What is Dream Work ?

Dream Work Practitioners at Ruscombe

A cutting-edge, highly creative, mind/body therapeutic technique to promote personal healing, clarity, and growth. Working within the safety of your own symbols, rewire your brain’s old patterns of thinking and feeling.

Get at deep-rooted sources of issues that may not be accessible at the conscious level.

Appropriate to use in conjunction with other therapy or alone.

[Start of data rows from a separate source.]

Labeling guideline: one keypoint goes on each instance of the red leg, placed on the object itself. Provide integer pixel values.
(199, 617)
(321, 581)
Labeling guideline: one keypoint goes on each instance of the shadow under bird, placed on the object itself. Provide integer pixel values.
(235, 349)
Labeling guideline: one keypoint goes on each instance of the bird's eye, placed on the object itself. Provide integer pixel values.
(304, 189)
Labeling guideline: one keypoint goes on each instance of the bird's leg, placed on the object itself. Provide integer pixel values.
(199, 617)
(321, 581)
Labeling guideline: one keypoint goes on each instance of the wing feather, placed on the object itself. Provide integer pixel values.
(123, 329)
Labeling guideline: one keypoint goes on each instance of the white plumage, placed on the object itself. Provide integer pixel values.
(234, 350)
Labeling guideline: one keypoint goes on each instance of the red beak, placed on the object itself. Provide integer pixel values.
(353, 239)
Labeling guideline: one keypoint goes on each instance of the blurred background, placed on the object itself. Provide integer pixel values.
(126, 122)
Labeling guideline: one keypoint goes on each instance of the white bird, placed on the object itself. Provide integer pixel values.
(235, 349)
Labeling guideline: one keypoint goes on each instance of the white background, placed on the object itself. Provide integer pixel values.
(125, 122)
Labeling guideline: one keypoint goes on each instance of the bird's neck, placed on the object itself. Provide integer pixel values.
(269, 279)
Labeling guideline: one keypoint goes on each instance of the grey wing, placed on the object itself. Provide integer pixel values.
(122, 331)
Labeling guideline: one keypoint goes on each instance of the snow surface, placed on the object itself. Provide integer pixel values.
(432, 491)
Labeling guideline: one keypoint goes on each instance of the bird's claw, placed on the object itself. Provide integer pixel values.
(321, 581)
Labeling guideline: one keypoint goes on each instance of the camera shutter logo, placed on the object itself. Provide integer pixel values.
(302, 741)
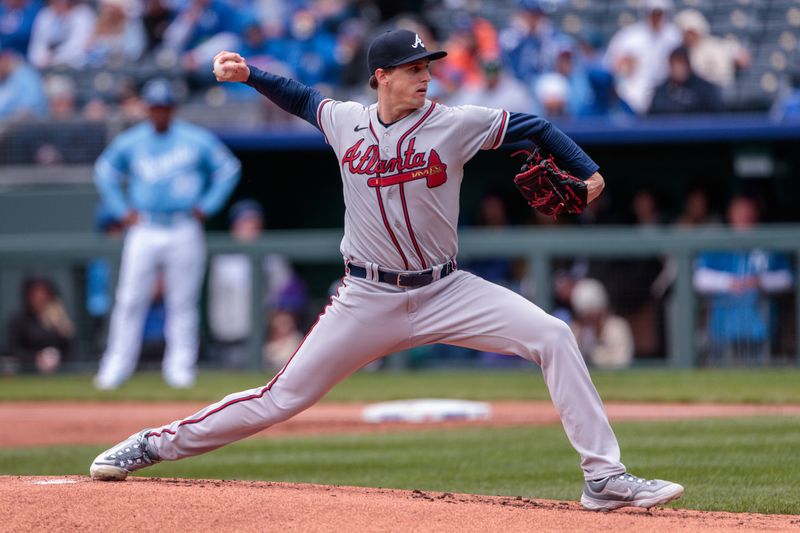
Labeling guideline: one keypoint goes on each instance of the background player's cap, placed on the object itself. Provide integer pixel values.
(159, 92)
(396, 48)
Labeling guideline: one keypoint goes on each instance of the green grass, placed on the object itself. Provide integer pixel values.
(658, 385)
(747, 464)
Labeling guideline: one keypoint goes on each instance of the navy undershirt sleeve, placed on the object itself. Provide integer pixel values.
(288, 94)
(524, 127)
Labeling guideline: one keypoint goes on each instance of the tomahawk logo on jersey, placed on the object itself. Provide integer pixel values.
(402, 181)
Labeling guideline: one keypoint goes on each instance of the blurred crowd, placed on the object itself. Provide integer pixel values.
(61, 58)
(620, 309)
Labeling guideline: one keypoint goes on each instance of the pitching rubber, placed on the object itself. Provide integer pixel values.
(107, 473)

What is Symbolic Modeling?
Symbolic Modeling is a language-based mind/body therapy. The process invites you to gain clarity about yourself and to work through issues at a symbolic or metaphoric level. As you explore your metaphors, new discoveries and connections are made, the metaphors begin to evolve, and changes in your everyday thoughts, feelings, and behavior can follow.
Studies of the brain suggest that experiences and emotions may be stored in the right hemisphere of the brain in the form of images and symbols. These may not be readily accessible to the left hemisphere, center of our verbal and problem-solving capabilities. It appears that Symbolic Modeling brings what is stored in the right hemisphere, often subconsciously, into the left hemisphere, into words and consciousness. No longer inaccessible, you can now work with the symbols to address patterns, beliefs, emotions, etc.

Insight into the sources and meanings of these metaphors does not seem to be necessary for a healing impact. The mind appears to know how to help itself if we just connect the parts.


How is Symbolic Modeling done?

Symbolic Modeling which has three basic components:

Metaphors: these metaphors aren’t created the way you might pick one when writing a poem; instead, you experience them as they already exist in your mind, and you are now discovering them. The images which make up your metaphors relate to one another, and it is in these relationships that the patterns of your behavior, feelings and thoughts are mirrored.

Clean Language: The Symbolic Modeling facilitator uses a unique sentence structure, based on your exact words, to ask questions about the images you describe. The facilitator focuses your attention on their details and their relationships with one another. You’ll notice the facilitator’s speech does not sound like ordinary conversation; it is grammatically awkward and very sparse. This encourages you not to engage cognitively or conversationally with the facilitator. S/he is there to guide your exploration of your metaphors, not to interpret their meanings or add observations or determine what you should do with them. This is very much a client-centered process.

Modeling: Together, the facilitator and you are working on developing a full picture of your Metaphor Landscape. Through a series of questions, and possibly over a number of sessions, you will collect details about your metaphors by and through which you have stored your experiences and responses to those experiences.
Think of building a model town for a train garden. It is full of objects which serve a variety of purposes. You might have a train, running on a track, which may split in places. The tracks may go by a bank, a school house, and homes. There may be switch controls which regulate the train’s going and coming. About each of these, there will be added details and purposes.

Similarly, you and your facilitator are creating a model of your internal metaphors to explore. In a surprisingly emotional and visceral way, you’ll discover there are things you want to change with these images, and your facilitator will help guide you through discovering how that can happen. As changes occur with your metaphors, profound shifts are also felt emotionally, as the mind seems to ‘rewire its circuits.'

Who can benefit from a Symbolic Modeling session?
“I can’t believe the difference that one session with you has made for me….I feel so much lighter and more playful…... It was beautiful the way you listened so deeply to what I was saying and repeated exactly what I needed to hear to let me go deeper and work my own way to a resolution, a resolution that I could feel came from within myself, not from you. Empowering!” –S. F.

Symbolic Modeling was originally developed to work with patients suffering from traumas which were too painful or frightening or shameful to confront directly; working with metaphors proved to feel safe and very effective. Since that time, Symbolic Modeling practitioners have widely expanded the client issues they work with.

Just about any issue that would bring one to counseling could potentially benefit from a working with the internal metaphors which encode it for the client. Symbolic Modeling is particularly helpful, but not limited to, working to change old patterns of thought, behavior, or feeling; the client may intellectually be more than ready to change, but just can’t seem to make it happen or to stay with the desired change. Or s/he may feel there is something holding him/her back from fully embracing life, but is unclear about what it is. Other examples of typical issues include: transitions of all kinds, grief over loss, relationship issues, including separation and/or divorce, mild to moderate anxiety and mild to moderate depression, trauma resolution, weight loss, and smoking cessation. And on and on…..

Clients presently in therapy often continue to work with their therapists in more traditional modes, such as for coming up with current behavioral plans, while using Symbolic Modeling to access and work through older, deeper issues.